Bu temalarda, ziyaretçiler,
yerel halk ve işletmeler gibi tüm paydaşların çıkarları bir araya getirildi.
Hollanda'yı geleceğe dayanıklı bir destinasyon haline getirmek için, bu
grupların ortak çıkarlarına katkı sağlayan faaliyetler yürütmeliyiz. Daha önce
turizmin geliştirilmesinde yerel halkın çıkarları göz ardı edildiği için, artık
bu çıkarların öncelikli hale getirilmesi gerekmektedir…
Beş stratejik temel
Turizm, Hollanda'nın kamu
çıkarına ve ortak refahına katkıda bulunan büyük sosyal sorunların çözümünde
bir araçtır.
1. Avantajlar ve dezavantajları dengelemek.
2.
Hollanda'nın tüm bölgeleri çekicidir.
3.
Erişilebilirlik
4.
Sürdürülebilirlik bir zorunluluktur.
5.
Misafirperver bir sektör.
Başarı için üç koşul
A. Turizmin bir politika önceliği olarak belirlenmesi
Turizmin bir
politika önceliği olmalıdır. Ziyaretçi ekonomisindeki tüm aktörlerin
perspektifini genişletmek amacıyla harekete geçmesi gereken bir sektörler arası
turizm anlaşması gerekmektedir. Ayrıca hükümetlerin de açık bir rolü vardır.
Karşılaşılan zorlukların karmaşıklığı ve büyüklüğü, politika alanlarının
birbirleriyle ilişkili olmasını gerektirir. Taraf, bağımsızlık, ulusal
koordinasyon ve kararlılığın gerekliliğini ve değerini kabul etmektedir.
B. Ortak eylem ve yatırım gündemi
Bölge gelişimine,
yeniliğe, ortaklıklar ve politikalara yatırım yapmamız gerekiyor. Bu, belirli
projelere bağlı kamu-özel sektör yatırımlarını gerektirir. Ayrıca, ulusal
hükümetin, eyaletlerin, girişimcilerin ve pazarlama organizasyonlarının
birlikte gerçekleştireceği ve genel olarak destekleyeceği ulusal bir eylem ve
yatırım gündemi gereklidir.
C. Ulusal Veri İttifakı
Güncel, eksiksiz
ve yeni verilere ihtiyaç var. Turizm için bağımsız bir veri ittifakı
geliştirmemiz gerekiyor. Bu veri tabanını, mevcut verileri ve bilgileri hem
bölgesel hem de ulusal düzeyde paylaşmak için kullanabiliriz. Eksik verileri
ise ek araştırmalar yoluyla toplayabiliriz.
Dünya değişiyor…
Paylaşım
ekonomisi
Yeni jeopolitik
durum/Güvenlik kaygıları
Dijitalleşme ve
Teknoloji
Otantiklik ve
şeffaflık
Kişisel gelişim
ve tatmin için seyahat
Fırsatlar…
Önem verdiğimiz
hedeflere katkıda bulunacak bir stratejiyi proaktif olarak geliştirmeliyiz.

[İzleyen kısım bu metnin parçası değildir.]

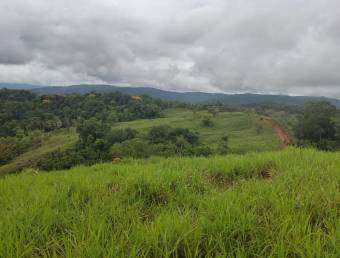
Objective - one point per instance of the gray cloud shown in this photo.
(266, 46)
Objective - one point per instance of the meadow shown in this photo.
(270, 204)
(246, 132)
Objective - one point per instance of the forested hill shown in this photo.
(189, 97)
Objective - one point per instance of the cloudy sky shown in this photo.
(262, 46)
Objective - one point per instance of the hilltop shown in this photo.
(186, 97)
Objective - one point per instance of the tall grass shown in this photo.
(275, 204)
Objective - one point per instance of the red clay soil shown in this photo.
(280, 133)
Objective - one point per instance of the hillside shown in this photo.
(247, 132)
(275, 204)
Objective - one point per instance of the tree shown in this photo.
(316, 124)
(93, 144)
(206, 122)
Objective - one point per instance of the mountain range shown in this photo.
(188, 97)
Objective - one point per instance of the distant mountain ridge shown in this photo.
(188, 97)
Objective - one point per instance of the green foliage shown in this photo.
(135, 148)
(207, 122)
(276, 204)
(223, 147)
(27, 111)
(166, 134)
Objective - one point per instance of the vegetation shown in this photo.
(275, 204)
(316, 126)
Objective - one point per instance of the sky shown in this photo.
(263, 46)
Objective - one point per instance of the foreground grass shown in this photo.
(58, 140)
(275, 204)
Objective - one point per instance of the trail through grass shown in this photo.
(273, 204)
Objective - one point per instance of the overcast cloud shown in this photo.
(262, 46)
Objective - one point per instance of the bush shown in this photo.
(136, 148)
(206, 122)
(58, 160)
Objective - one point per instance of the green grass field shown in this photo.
(271, 204)
(58, 140)
(246, 132)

Bu
hedefler ekonomik olabilir, ancak aynı zamanda bir bölgenin yaşanabilirliği,
ekolojisi veya kimliği de hesaba katılmalıdır.

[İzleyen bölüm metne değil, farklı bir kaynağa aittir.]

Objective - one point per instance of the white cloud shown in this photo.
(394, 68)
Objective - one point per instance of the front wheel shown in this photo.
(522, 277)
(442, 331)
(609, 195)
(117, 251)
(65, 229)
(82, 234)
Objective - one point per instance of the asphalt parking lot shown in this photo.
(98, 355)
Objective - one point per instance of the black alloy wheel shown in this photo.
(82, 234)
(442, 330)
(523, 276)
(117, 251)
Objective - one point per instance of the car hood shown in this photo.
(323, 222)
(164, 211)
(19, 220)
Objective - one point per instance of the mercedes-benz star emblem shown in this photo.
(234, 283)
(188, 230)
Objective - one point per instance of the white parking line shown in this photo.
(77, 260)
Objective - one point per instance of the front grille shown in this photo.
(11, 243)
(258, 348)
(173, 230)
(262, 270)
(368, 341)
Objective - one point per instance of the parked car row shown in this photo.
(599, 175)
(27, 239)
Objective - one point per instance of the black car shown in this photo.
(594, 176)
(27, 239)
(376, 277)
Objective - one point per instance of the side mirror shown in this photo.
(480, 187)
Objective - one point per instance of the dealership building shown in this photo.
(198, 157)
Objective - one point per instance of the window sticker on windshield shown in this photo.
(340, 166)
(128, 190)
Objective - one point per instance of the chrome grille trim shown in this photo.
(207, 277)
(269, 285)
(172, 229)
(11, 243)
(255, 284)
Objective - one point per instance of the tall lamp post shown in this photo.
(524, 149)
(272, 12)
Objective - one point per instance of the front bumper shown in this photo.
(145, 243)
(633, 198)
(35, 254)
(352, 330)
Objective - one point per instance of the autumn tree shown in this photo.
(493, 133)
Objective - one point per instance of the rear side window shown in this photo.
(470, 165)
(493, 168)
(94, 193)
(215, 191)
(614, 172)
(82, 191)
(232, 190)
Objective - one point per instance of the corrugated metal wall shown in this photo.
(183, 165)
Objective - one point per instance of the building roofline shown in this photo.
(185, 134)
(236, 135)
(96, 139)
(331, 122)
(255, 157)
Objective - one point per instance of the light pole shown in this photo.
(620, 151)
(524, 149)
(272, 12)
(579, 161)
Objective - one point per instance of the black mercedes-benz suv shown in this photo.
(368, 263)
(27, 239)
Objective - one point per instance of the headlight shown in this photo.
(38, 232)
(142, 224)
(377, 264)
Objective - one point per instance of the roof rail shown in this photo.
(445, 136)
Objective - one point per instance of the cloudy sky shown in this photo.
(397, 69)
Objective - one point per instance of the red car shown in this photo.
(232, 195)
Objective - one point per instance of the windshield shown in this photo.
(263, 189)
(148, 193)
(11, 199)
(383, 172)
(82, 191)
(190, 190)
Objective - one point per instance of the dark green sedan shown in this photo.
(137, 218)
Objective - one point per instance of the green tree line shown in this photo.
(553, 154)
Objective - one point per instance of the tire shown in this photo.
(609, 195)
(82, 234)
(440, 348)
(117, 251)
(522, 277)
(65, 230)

Bu strateji belgesinde bir vizyon değişimi sergilenmiş; sayısal hedefler yerine ekonomik, sosyal ve çevresel hedefler önceliklendirilmiş. Taktikler olması gereken yerde bırakılmış. OECD’nin yeni tarihli Turizm Eğilim ve Politikaları Raporunun da öne çıkardığı iki konu; turizmin ekonomik, sosyal ve çevresel bir dengeye ihtiyacı olduğu ve turizmin yönetilmeye ihtiyacının bulunduğuydu...Belge teyit ediyor...
NBTC söz konusu vizyon değişimini tam zamanında yaparak yenilenme sürecindeki ekonomik sisteme turizm faaliyetlerinin adapte olmasının önünü açmış. Bugünlerde iyice görünür olan iklim değişikliği, çevresel güvenlik, aşırı turizm, turist vergileri, turist sorumlulukları, yerellik, pahalılık, destinasyon yönetim problemleri vb. pek çok soruna ilişkin yerinde bir öngörüyü de temsil ediyorlar. Covid-19 sınamasından geçen bu vizyonun etkilerini ilk sonuçlarıyla beraber değerlendirmek de mümkün; Amsterdam şehrinin Koronavirüs salgınıyla beraber Doughnut Ekonomi stratejisini yürürlüğe koyması, Hollanda Hükümetinin yeşil ekonomi yaklaşımı tamamen turizmi de bütüncül bir bakış açısıyla ülkenin ana stratejisine entegre etmiş. Ülkenin DNA’sının temsilinde en önemli görevlerden biri de turizme verilmiş...Buradan turizmin herkes için ve tüm ülke için var olması gerektiğini anlamalıyız.